Mit einem Schlag war es totenstill. Fünfzehn erschrockene Gesichter starrten sie an. Bis sich der kindische Tobi grölend auf die Schenkel schlug. »Klar ist das Käse! Käsespießkram, um genau zu sein. Aber das brauchst du doch nicht gleich durchs ganze Haus zu brüllen.«

Haha. Seinem Freund Paul, der mal wieder aussah, als hätte er die letzten drei Tage ausschließlich beim Friseur verbracht, hielt er die Hand entgegen und rief: »Schlag ein, Kumpel.« Paul schlug ein. Und Fanny krabbelte auf dem Boden herum und sortierte Käsespieße und Tellerteile auseinander.
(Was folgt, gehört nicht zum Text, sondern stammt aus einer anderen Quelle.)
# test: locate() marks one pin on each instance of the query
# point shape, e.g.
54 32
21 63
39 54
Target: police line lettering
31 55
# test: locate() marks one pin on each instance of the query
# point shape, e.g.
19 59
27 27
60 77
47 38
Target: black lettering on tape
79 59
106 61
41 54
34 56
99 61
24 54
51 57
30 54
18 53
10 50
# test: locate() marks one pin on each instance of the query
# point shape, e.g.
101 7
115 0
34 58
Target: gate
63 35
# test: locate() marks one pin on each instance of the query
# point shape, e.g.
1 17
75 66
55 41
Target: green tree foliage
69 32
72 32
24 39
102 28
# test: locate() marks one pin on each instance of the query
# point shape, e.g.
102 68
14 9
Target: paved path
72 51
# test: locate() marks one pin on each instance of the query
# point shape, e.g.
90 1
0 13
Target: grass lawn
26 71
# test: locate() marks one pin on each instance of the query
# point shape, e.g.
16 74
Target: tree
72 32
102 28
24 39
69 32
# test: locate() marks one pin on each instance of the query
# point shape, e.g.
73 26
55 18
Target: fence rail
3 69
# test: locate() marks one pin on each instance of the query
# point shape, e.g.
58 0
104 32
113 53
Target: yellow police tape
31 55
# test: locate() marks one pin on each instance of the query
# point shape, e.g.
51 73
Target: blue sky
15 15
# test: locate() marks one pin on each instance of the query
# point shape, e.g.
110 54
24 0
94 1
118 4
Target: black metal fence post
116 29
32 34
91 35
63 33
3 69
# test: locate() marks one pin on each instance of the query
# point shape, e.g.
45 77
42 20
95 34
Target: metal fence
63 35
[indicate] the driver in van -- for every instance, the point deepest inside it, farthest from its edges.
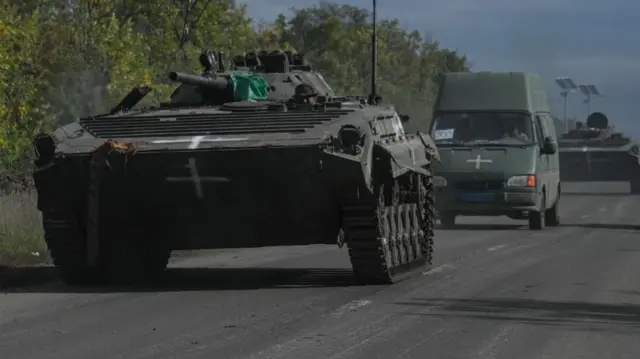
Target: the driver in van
(515, 133)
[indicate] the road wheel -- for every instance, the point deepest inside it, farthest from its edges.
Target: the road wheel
(447, 219)
(537, 218)
(552, 215)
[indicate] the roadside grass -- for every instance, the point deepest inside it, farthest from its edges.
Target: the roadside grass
(21, 236)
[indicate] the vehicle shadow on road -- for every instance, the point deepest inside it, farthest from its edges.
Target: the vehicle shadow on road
(614, 226)
(184, 279)
(577, 315)
(481, 227)
(595, 194)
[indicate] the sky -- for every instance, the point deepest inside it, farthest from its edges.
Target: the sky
(592, 41)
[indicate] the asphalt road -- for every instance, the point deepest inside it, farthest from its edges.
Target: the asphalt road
(497, 290)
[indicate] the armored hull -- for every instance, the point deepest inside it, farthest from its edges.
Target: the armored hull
(118, 193)
(597, 154)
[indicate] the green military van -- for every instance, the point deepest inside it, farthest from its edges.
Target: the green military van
(498, 149)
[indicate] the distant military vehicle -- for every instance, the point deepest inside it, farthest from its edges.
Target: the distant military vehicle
(497, 143)
(595, 152)
(225, 165)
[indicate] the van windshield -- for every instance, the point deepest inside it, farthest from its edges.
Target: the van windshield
(504, 128)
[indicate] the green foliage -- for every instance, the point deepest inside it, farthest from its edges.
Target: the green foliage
(60, 60)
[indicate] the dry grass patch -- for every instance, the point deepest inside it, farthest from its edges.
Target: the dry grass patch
(21, 236)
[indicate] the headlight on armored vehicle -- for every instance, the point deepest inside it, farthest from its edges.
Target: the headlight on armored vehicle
(439, 181)
(522, 181)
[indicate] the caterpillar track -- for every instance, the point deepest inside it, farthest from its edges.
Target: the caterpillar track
(390, 234)
(67, 244)
(113, 242)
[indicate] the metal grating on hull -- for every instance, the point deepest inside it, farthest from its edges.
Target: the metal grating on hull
(169, 125)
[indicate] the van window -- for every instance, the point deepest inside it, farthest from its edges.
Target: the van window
(478, 127)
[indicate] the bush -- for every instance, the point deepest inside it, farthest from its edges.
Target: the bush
(21, 235)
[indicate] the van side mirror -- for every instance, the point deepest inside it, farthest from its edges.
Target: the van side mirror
(549, 147)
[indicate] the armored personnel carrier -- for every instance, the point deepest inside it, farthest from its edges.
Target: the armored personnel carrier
(210, 169)
(594, 152)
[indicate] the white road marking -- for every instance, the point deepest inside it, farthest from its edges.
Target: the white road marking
(351, 307)
(439, 269)
(495, 248)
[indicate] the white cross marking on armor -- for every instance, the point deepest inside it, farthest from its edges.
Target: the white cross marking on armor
(195, 141)
(412, 153)
(196, 179)
(478, 160)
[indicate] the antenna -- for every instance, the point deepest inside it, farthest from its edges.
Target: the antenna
(374, 57)
(590, 92)
(568, 86)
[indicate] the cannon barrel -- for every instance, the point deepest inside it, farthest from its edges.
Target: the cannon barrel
(219, 83)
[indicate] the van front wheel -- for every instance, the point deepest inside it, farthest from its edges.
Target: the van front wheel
(537, 218)
(553, 214)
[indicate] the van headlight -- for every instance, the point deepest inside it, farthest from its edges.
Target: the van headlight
(439, 181)
(522, 181)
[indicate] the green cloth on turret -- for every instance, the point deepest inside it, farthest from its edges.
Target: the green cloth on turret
(249, 87)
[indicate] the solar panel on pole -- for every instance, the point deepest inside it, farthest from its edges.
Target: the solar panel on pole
(567, 85)
(593, 90)
(585, 90)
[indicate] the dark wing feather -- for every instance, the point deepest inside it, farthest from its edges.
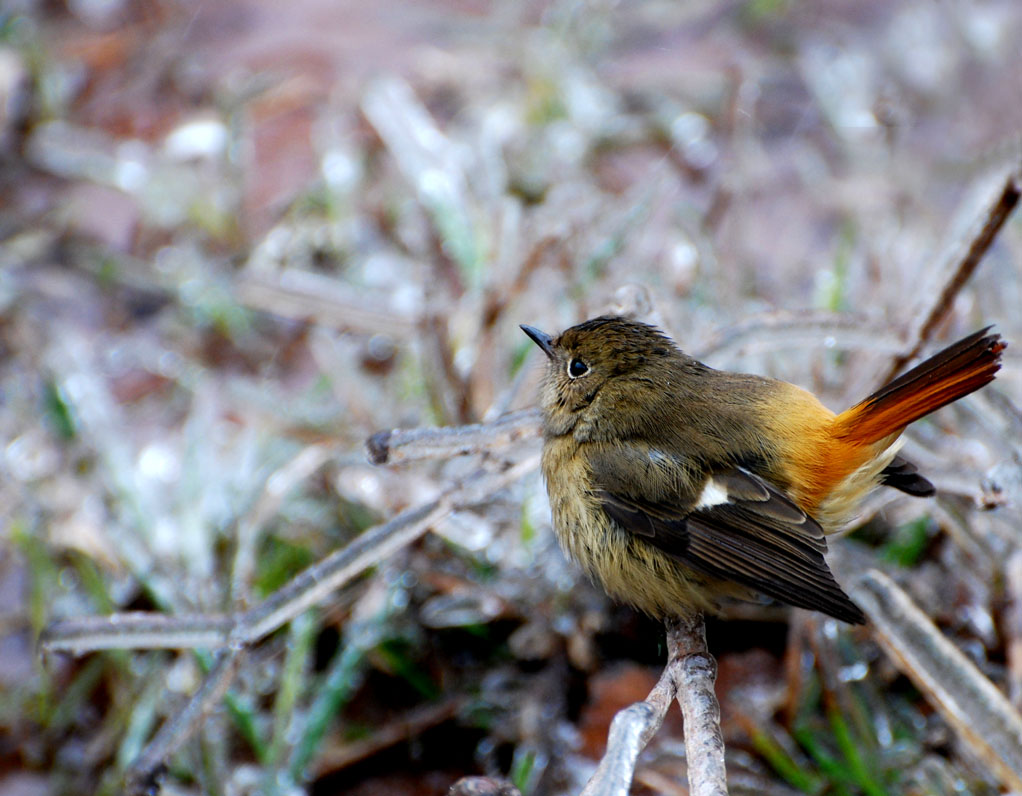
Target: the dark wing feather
(903, 475)
(756, 537)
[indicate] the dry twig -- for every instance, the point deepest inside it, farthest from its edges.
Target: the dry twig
(689, 676)
(960, 270)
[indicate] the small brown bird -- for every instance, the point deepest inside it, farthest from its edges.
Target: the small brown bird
(676, 485)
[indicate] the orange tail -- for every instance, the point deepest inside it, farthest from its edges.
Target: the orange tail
(958, 370)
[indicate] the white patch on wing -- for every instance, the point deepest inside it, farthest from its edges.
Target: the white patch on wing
(712, 495)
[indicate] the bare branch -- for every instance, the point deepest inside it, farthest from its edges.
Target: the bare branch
(141, 777)
(703, 740)
(152, 630)
(689, 676)
(962, 269)
(406, 445)
(973, 706)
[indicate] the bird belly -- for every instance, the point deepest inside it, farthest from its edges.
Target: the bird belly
(629, 568)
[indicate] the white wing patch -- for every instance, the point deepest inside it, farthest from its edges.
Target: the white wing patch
(712, 495)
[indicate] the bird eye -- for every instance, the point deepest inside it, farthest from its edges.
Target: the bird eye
(577, 368)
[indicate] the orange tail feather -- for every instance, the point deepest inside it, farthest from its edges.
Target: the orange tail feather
(958, 370)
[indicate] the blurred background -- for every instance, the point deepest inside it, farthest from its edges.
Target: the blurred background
(238, 237)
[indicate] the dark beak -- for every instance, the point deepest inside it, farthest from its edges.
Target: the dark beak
(542, 339)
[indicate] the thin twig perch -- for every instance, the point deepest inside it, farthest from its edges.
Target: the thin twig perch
(689, 676)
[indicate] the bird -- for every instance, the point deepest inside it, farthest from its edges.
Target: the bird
(680, 487)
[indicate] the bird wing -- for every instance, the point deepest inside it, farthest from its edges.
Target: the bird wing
(739, 528)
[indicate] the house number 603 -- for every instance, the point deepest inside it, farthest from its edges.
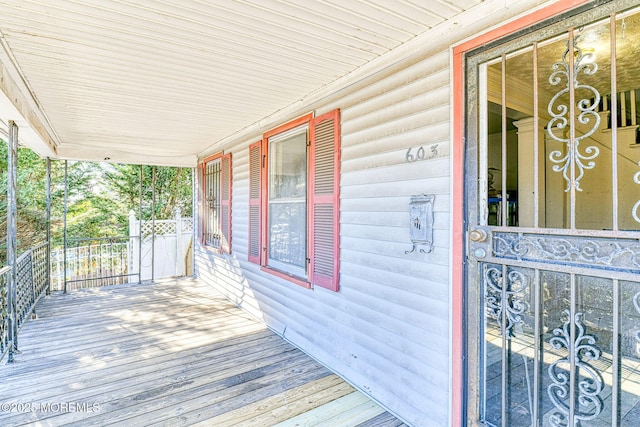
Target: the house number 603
(421, 154)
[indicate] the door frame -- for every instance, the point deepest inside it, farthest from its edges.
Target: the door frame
(458, 368)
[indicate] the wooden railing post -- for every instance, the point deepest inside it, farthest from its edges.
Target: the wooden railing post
(12, 199)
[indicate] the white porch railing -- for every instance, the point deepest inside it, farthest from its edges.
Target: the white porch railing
(92, 262)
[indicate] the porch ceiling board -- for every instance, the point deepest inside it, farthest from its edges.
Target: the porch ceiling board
(158, 81)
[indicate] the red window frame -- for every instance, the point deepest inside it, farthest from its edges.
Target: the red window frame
(323, 200)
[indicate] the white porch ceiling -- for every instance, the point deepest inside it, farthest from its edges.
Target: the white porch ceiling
(159, 81)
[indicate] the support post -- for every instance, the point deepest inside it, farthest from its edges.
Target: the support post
(64, 231)
(12, 215)
(48, 163)
(194, 215)
(133, 232)
(140, 230)
(179, 255)
(153, 221)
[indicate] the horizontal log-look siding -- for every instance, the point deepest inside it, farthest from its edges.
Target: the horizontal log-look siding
(387, 331)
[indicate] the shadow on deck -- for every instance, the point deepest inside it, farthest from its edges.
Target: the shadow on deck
(173, 353)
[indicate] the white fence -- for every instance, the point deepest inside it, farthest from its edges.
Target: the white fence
(165, 246)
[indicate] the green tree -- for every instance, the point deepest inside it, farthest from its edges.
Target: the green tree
(99, 198)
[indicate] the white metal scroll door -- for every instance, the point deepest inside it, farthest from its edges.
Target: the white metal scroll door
(558, 293)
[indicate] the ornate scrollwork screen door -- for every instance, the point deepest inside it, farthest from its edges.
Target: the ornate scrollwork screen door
(553, 238)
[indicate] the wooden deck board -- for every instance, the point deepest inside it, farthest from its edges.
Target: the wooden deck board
(174, 353)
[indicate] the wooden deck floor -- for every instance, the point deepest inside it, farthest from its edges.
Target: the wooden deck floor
(171, 354)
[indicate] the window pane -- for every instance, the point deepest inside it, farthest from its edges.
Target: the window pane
(288, 166)
(287, 242)
(288, 201)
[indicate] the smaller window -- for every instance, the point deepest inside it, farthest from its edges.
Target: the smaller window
(216, 230)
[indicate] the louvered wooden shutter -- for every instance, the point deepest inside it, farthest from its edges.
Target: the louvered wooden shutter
(324, 214)
(255, 163)
(225, 203)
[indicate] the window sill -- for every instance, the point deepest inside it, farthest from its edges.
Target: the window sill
(287, 276)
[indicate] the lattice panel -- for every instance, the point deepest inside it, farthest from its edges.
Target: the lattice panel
(162, 228)
(24, 299)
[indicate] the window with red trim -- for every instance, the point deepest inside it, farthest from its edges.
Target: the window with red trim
(294, 184)
(216, 227)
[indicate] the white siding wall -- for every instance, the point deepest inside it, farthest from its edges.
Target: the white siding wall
(387, 330)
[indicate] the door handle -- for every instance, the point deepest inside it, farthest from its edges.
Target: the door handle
(478, 235)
»Warte, ich hol einen Besen.« Fannys Freundin Maria sprang auf und kehrte kurz darauf mit Kehrschaufel und Handfeger bewaffnet zurück. »Das war jetzt echt noch die Krönung«, tuschelte sie, als sie neben Fanny kniete und die Scherben auffegte. »Du warst vorhin sowieso schon Gesprächsthema.« Ein wenig mitleidig klopfte Maria ihrer Freundin auf die Schulter. »Wieso Thema?«, wollte Fanny fragen, aber da rief Paul auch schon zu ihr hinüber:

»Und wir haben tatsächlich gedacht, du bist in den Teich gefallen. Dabei hast du nur die ganze Zeit versucht, den Käse heil hierherzubringen, was?«

»Quaaak«, machte Tobi, sprang von seinem Kissen und wieder mal hatten die Jungs die Lacher auf ihrer Seite. Fanny zeigte einen Vogel in Tobis und Pauls Richtung. Solche Spinner waren das! Eigentlich konnte man die in solchen Momenten kaum ernst nehmen.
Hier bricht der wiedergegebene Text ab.